Bergoglio contro liberalizzazione droghe leggere: “Non è così che si combatte la dipendenza chimica.”

papa francesco contro droghe leggere

Ancora una volta Papa Francesco riesce a far discutere, prendendo una posizione forte contro la liberalizzazione delle droghe leggere.

“Non è con la liberalizzazione dell’uso delle droghe che si potrà ridurre la diffusione e l’influenza della dipendenza chimica”. Ancora una volta Papa Francesco ha spiazzato gli operatori dei media che dopo il clamoroso e improvviso annuncio di un nuovo viaggio papale in Brasile nel 2014 ritenevano esaurito per oggi il loro impegno. Invece, visitando la struttura per il recupero dei tossicodipendenti finanziata dalla Cei nell’ospedale “Sao Francisco de Assis” di Rio, Francesco ha preso posizione con molta chiarezza sul tema scottante della legalizzazione delle droghe. Una questione “che si sta discutendo in varie parti dell’America Latina”, ha sottolineato ignorando il fatto che questo tema è all’ordine del giorno anche in Italia. 
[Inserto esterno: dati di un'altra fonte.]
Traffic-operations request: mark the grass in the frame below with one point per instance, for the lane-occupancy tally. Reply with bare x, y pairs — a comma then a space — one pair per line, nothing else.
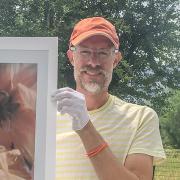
170, 168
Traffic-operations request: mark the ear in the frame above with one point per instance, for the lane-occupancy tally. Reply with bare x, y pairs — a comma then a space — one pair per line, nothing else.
118, 58
70, 56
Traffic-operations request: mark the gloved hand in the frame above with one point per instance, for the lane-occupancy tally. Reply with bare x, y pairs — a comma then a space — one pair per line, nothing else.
72, 102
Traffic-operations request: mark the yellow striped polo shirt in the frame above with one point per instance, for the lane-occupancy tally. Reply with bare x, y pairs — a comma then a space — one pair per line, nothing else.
127, 128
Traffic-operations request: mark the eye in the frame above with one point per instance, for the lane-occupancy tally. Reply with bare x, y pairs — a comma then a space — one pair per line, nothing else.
103, 53
85, 52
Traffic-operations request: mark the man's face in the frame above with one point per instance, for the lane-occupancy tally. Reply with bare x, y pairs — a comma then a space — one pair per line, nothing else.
93, 61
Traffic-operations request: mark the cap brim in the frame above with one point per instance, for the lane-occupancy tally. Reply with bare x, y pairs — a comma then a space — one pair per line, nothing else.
88, 34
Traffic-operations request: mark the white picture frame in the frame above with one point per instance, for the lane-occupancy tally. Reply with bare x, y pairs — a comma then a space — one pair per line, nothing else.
43, 52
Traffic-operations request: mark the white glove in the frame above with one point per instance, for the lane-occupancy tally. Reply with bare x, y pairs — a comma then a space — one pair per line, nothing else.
72, 102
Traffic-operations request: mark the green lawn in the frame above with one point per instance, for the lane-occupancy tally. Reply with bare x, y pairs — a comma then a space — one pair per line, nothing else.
170, 168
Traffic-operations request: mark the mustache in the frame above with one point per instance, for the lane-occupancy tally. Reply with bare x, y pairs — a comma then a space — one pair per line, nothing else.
91, 69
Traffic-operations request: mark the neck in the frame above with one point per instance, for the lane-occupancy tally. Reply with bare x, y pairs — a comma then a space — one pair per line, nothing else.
94, 101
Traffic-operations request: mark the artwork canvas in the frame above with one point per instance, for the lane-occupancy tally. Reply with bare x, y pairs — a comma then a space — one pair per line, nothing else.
28, 76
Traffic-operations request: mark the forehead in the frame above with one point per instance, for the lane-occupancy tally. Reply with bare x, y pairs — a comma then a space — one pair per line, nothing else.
97, 41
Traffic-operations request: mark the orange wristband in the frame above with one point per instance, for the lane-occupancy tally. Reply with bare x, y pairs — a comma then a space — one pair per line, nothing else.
96, 150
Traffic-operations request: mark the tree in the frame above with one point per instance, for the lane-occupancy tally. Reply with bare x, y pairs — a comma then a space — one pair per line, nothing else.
170, 124
148, 31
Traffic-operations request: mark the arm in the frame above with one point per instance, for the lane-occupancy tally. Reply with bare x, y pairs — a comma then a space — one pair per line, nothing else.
107, 166
105, 163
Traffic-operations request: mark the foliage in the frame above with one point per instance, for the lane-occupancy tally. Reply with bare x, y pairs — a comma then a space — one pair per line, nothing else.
148, 31
170, 122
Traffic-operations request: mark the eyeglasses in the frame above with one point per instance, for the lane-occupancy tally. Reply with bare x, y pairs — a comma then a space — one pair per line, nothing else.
87, 53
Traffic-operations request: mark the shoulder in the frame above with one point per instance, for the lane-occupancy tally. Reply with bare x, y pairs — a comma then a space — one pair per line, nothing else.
135, 110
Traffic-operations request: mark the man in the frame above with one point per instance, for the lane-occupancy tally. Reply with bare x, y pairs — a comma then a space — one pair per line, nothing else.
99, 135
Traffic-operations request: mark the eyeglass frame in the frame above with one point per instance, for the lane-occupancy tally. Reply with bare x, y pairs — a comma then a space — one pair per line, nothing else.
93, 50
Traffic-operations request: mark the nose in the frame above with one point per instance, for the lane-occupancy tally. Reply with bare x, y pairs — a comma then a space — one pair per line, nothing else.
94, 60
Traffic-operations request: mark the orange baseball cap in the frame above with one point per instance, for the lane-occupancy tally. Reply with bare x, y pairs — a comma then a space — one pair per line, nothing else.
93, 26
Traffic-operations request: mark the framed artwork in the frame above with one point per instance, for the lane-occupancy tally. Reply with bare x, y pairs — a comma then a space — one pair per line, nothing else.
28, 76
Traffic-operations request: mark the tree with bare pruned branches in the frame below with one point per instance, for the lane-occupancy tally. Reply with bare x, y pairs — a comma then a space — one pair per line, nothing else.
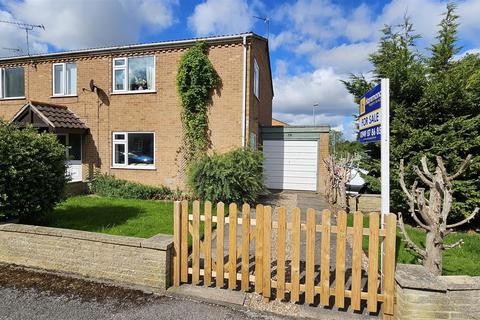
432, 214
339, 171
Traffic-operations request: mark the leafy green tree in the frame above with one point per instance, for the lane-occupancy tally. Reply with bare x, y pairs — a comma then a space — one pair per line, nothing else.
434, 107
232, 177
32, 172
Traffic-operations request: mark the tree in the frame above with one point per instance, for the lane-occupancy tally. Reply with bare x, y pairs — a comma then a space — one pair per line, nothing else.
338, 176
433, 211
32, 172
434, 108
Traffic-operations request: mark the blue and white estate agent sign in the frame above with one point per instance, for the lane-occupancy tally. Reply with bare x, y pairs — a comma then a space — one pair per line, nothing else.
370, 115
374, 125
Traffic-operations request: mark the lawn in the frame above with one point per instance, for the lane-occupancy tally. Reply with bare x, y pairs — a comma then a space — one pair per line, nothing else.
126, 217
458, 261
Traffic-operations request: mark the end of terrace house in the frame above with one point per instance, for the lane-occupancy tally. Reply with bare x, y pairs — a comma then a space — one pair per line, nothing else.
117, 108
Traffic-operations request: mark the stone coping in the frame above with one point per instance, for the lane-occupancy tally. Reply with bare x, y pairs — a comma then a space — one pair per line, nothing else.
417, 277
158, 242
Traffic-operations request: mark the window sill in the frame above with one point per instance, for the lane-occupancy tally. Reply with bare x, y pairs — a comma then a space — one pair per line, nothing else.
13, 98
133, 92
133, 168
65, 96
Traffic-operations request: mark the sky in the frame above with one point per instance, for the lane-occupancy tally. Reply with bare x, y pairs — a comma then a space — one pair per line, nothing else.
313, 43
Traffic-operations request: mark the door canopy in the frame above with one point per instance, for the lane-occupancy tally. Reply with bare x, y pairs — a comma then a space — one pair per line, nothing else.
49, 117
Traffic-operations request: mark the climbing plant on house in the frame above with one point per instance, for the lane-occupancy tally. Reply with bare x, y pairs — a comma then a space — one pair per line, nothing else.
196, 78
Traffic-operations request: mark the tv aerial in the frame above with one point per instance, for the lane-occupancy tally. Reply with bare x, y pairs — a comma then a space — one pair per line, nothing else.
16, 50
267, 22
25, 26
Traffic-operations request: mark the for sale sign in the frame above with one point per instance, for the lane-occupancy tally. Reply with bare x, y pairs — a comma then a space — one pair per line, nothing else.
370, 116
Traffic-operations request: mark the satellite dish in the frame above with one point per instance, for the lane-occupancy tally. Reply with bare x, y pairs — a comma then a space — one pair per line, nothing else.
92, 85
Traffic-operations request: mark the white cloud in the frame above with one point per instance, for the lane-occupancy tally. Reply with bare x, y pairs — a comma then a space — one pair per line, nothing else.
345, 58
221, 17
281, 68
281, 39
297, 94
84, 24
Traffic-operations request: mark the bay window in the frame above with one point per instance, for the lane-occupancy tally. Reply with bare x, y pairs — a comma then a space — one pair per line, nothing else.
134, 74
64, 79
12, 83
133, 149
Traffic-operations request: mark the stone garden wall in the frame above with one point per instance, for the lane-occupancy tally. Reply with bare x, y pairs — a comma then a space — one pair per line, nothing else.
421, 295
127, 260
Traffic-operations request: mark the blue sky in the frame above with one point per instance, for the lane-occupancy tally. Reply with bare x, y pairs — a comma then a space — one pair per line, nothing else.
313, 43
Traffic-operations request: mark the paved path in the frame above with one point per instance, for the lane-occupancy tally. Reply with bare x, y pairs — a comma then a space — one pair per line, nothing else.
25, 295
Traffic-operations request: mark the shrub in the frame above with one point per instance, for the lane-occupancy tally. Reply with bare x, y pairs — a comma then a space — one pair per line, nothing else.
106, 185
233, 177
32, 172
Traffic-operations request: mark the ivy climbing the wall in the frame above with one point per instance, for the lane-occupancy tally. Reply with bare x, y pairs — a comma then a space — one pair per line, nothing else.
196, 80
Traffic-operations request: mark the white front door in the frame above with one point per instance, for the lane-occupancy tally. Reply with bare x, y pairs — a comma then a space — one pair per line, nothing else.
290, 164
73, 142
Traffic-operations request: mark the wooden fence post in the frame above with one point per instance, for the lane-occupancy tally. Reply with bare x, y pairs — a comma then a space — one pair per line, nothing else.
232, 246
357, 260
259, 249
340, 259
219, 280
389, 262
281, 242
177, 230
196, 243
310, 258
184, 242
207, 244
373, 245
295, 276
325, 259
267, 253
245, 247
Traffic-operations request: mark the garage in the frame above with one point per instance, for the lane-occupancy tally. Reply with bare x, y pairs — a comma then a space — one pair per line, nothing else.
293, 157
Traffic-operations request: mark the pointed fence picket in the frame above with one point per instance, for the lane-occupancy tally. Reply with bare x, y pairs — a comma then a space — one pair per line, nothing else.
285, 277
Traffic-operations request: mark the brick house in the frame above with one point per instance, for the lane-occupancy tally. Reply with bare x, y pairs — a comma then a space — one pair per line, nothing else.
118, 110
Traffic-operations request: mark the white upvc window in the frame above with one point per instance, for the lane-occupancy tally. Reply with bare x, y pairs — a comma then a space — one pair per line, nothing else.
256, 79
133, 150
64, 79
12, 83
253, 141
134, 74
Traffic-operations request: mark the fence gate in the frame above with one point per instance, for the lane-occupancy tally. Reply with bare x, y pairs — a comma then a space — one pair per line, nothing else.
244, 261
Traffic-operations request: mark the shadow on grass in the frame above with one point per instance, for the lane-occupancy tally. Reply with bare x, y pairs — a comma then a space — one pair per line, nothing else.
94, 218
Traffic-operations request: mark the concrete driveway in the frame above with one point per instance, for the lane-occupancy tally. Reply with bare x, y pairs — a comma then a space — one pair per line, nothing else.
26, 295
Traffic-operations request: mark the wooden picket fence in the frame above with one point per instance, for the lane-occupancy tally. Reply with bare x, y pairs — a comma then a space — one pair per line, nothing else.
252, 266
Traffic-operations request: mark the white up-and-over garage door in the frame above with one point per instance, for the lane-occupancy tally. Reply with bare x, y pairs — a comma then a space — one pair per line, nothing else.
290, 164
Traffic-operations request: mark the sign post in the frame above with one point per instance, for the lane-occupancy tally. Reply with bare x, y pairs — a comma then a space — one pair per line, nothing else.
374, 125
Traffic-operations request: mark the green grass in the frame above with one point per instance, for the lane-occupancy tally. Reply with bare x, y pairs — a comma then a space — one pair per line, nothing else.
126, 217
458, 261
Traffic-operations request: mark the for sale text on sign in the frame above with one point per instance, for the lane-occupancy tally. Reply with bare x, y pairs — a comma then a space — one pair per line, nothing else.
369, 118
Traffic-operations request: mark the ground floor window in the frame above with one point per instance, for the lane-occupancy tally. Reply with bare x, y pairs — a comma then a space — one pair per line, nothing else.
133, 149
73, 154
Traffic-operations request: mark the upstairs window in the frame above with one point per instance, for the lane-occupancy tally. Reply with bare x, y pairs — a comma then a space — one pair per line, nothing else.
12, 83
256, 79
64, 79
133, 74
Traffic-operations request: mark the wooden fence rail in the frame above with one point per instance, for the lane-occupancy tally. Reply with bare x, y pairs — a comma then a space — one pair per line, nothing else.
247, 264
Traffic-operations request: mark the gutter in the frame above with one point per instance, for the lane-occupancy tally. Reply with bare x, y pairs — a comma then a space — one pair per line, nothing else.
244, 93
171, 44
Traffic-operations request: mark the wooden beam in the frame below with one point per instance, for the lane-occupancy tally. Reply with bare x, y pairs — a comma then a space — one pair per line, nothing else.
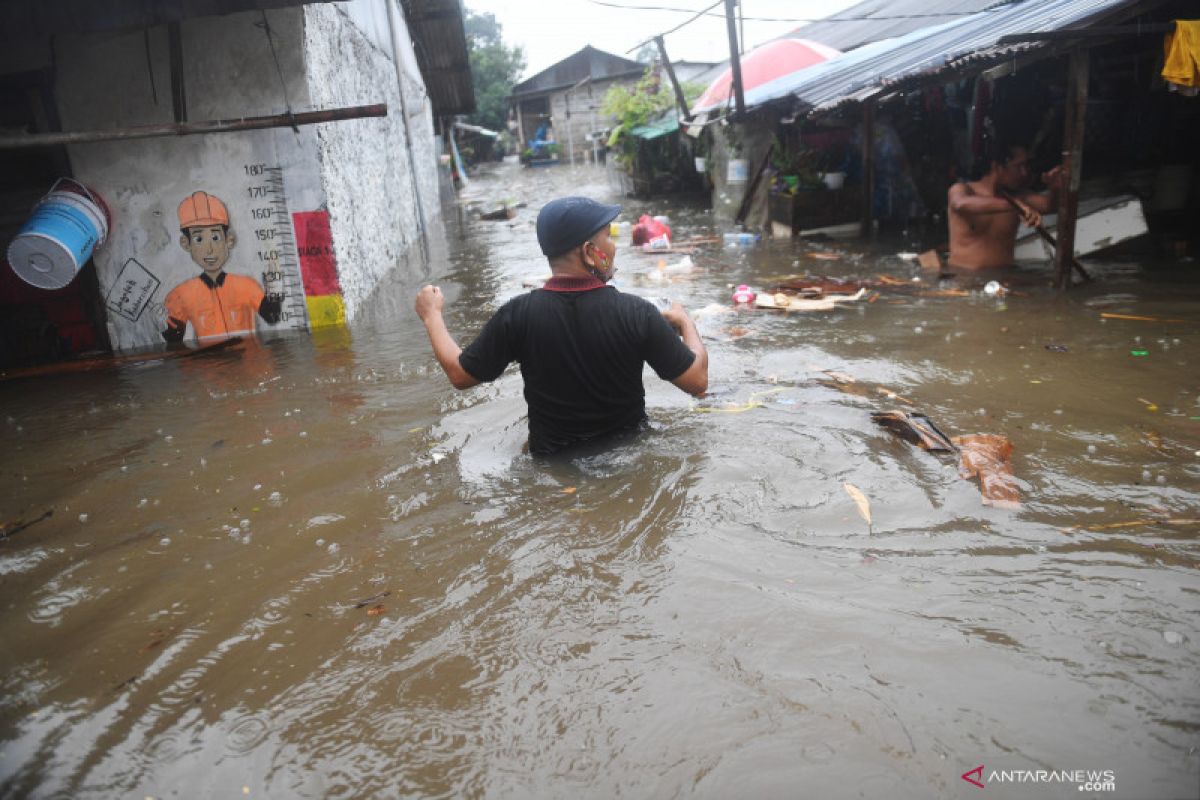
868, 169
1072, 164
191, 128
675, 83
739, 98
1099, 31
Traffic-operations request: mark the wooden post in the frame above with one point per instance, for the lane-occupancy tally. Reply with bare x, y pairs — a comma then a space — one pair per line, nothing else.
739, 98
178, 88
675, 82
1072, 164
868, 168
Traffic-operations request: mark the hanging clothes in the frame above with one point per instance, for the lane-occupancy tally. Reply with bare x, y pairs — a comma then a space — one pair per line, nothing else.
1181, 66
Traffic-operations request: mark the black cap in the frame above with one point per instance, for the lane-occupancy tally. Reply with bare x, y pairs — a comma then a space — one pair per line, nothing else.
568, 222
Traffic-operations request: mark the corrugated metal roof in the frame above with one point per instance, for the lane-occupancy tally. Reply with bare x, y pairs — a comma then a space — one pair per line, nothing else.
588, 62
661, 126
876, 67
441, 44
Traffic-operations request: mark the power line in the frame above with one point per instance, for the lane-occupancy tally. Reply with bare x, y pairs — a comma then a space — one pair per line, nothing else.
707, 12
690, 19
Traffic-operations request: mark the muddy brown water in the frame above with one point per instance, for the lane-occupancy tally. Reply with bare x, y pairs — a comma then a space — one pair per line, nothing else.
309, 567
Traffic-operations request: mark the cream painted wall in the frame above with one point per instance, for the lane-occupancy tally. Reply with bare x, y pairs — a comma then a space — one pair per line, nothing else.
359, 170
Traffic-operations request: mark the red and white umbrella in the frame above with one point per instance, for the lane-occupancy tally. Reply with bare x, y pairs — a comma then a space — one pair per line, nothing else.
765, 68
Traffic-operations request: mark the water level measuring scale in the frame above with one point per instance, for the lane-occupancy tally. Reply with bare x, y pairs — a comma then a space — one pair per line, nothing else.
275, 256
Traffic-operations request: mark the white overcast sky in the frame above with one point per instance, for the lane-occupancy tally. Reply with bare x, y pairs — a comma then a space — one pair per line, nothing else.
551, 30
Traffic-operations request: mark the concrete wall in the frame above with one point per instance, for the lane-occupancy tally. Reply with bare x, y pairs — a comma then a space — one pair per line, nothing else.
585, 115
376, 197
112, 80
748, 140
354, 176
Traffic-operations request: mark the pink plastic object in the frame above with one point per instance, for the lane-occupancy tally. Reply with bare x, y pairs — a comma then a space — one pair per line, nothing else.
743, 294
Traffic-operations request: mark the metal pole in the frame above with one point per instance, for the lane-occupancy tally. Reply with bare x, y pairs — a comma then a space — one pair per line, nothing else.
1072, 164
742, 28
735, 59
868, 168
403, 113
192, 128
570, 128
675, 83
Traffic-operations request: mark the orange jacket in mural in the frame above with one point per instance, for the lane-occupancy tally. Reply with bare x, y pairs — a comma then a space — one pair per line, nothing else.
222, 307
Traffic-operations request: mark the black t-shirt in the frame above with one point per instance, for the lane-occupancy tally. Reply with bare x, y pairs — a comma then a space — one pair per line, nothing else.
581, 355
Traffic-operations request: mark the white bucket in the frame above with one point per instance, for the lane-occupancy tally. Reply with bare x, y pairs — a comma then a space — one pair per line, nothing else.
834, 180
59, 236
738, 170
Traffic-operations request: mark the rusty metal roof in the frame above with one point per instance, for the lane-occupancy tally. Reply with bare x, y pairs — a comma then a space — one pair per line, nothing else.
441, 42
883, 66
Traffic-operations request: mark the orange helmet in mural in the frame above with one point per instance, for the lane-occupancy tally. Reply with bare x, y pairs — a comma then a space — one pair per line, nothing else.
202, 209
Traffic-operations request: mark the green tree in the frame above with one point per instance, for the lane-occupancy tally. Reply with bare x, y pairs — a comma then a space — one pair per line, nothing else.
495, 68
649, 98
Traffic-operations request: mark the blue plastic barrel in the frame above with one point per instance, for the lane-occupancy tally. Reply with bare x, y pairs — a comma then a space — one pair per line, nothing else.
59, 236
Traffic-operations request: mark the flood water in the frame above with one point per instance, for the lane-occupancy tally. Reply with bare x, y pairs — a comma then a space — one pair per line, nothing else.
307, 566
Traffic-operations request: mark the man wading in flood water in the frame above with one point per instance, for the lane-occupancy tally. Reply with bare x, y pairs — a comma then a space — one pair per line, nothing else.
581, 344
983, 222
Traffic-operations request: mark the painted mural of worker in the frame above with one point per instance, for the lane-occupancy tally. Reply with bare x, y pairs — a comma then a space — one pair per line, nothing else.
215, 302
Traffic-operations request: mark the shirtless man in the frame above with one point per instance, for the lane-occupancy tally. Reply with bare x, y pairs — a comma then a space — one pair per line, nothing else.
983, 222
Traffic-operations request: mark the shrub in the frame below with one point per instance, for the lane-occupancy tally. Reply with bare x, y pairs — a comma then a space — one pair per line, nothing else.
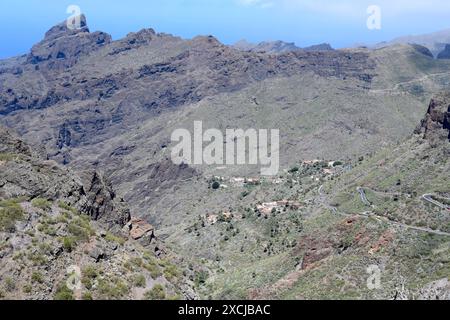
37, 277
10, 213
114, 289
139, 280
41, 204
7, 156
200, 277
294, 170
69, 243
63, 293
10, 284
27, 288
113, 238
65, 206
89, 274
215, 185
154, 269
171, 272
81, 228
156, 293
87, 296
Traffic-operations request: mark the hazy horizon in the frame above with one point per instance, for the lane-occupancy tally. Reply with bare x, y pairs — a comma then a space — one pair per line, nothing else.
303, 22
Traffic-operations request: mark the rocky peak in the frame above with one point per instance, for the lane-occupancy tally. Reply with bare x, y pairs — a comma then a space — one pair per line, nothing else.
62, 47
61, 29
445, 54
436, 124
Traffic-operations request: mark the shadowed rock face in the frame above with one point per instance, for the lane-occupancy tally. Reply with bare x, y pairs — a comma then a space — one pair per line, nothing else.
445, 54
27, 174
62, 47
436, 125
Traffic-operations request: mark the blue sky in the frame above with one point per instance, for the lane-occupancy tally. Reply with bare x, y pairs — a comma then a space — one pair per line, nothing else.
339, 22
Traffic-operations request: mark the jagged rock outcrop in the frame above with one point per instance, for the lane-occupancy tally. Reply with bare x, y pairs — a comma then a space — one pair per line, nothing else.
55, 225
31, 176
423, 50
62, 47
102, 204
436, 125
319, 47
278, 47
445, 54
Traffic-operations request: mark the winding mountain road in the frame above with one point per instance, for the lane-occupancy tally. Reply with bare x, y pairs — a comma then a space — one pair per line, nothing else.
363, 196
429, 198
382, 219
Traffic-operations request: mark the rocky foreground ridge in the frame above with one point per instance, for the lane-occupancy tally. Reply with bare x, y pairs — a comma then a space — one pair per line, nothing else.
64, 236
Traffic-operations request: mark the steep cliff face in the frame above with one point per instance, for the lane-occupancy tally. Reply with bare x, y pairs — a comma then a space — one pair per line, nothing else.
55, 226
62, 47
436, 125
445, 54
25, 174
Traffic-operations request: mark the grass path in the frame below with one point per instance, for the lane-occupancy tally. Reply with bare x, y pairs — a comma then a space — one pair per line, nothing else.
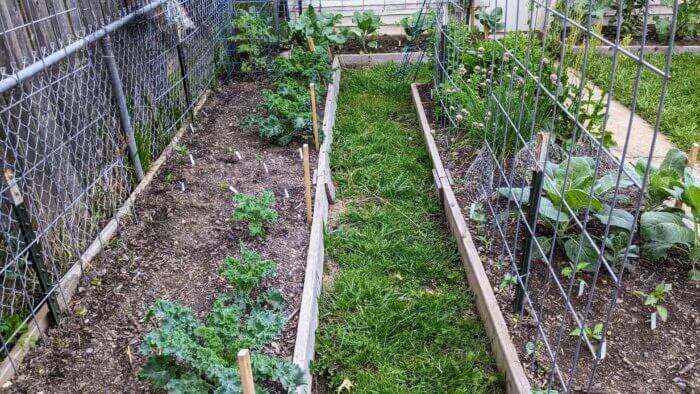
397, 316
681, 115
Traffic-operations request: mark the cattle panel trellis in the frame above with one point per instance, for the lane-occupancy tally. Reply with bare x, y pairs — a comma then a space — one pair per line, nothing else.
91, 92
563, 205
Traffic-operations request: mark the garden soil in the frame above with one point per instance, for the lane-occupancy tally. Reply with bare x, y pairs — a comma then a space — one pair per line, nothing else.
172, 248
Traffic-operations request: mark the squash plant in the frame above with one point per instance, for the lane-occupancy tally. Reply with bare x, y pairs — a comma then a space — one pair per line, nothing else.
188, 355
367, 25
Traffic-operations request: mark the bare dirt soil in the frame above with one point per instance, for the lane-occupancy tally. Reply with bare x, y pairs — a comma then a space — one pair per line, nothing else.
639, 360
173, 250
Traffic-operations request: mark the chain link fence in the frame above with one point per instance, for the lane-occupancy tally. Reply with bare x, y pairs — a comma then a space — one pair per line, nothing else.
91, 92
555, 172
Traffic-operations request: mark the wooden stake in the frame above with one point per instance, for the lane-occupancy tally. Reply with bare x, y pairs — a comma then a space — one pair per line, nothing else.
307, 184
314, 114
246, 371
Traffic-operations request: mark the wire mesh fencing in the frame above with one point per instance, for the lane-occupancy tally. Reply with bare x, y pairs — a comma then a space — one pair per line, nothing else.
562, 177
90, 95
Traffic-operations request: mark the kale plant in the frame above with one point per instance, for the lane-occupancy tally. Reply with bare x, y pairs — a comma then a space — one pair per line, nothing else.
187, 355
257, 212
289, 107
253, 31
367, 25
246, 273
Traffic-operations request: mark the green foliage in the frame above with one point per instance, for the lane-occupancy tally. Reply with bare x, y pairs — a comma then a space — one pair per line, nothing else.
656, 298
687, 22
253, 32
367, 25
303, 66
10, 325
193, 356
256, 212
632, 15
246, 273
321, 26
417, 24
493, 20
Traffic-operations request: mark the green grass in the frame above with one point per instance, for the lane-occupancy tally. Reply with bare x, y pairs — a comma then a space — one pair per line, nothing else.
398, 317
681, 115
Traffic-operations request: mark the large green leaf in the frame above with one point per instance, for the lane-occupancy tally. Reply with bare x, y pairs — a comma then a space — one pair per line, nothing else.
665, 227
620, 218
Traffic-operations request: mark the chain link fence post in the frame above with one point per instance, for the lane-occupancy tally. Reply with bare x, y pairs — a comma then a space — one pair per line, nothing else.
120, 100
32, 245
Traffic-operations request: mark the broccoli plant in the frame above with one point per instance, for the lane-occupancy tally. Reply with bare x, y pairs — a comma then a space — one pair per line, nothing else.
253, 31
367, 25
257, 212
186, 354
246, 273
417, 24
318, 25
655, 298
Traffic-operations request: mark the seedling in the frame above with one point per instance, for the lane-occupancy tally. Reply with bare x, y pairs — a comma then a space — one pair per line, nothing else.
508, 281
182, 149
257, 212
367, 26
655, 298
246, 273
595, 333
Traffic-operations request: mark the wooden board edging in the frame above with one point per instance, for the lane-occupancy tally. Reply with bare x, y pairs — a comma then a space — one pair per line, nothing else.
68, 283
504, 351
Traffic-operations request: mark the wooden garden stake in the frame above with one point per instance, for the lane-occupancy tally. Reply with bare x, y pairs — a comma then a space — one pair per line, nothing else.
246, 371
314, 115
307, 184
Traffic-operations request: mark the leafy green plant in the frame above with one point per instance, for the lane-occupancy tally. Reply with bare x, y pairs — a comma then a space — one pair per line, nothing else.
289, 116
367, 25
687, 21
246, 273
509, 280
632, 14
189, 355
256, 212
253, 32
492, 21
656, 298
321, 26
417, 24
592, 333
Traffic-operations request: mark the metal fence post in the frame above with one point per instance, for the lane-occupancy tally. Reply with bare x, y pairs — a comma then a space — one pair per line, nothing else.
34, 254
185, 79
120, 100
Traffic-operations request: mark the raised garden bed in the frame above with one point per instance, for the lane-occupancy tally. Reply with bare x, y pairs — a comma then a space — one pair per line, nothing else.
638, 359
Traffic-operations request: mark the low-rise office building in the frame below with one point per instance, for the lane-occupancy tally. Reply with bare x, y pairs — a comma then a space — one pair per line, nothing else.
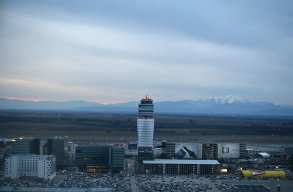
93, 158
175, 166
30, 165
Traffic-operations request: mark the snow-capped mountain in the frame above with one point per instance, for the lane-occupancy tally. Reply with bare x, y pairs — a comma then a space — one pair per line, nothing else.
228, 105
La Chiesa resta dunque contraria al permissivismo in tema di droghe, pesanti o leggere che siano. “E’ necessario – ha spiegato il Pontefice – affrontare i problemi che sono alla base del loro uso, promuovendo una maggiore giustizia, educando i giovani ai valori che costruiscono la vita comune, accompagnando chi è in difficoltà e donando speranza nel futuro”. Francesco si è poi rivolto agli ospiti della struttura e ai loro parenti. “Vorrei ripetere a tutti voi che lottate contro la dipendenza chimica, a voi familiari che avete un compito non sempre facile: la Chiesa non è lontana dalle vostre fatiche, ma vi accompagna con affetto”.

“Il Signore – ha assicurato Francesco – vi è vicino e vi tiene per mano. Guardate a Lui nei momenti più duri e vi darà consolazione e speranza. E confidate anche nell’amore materno di Maria sua Madre”. “Questa mattina – ha quindi concluso il Papa – al Santuario di Aparecida, ho affidato ciascuno di voi al suo cuore. Dove c’è una croce da portare, lì accanto a noi c’è sempre Lei, la Madre. Vi lascio nelle sue mani, mentre con affetto benedico tutti”.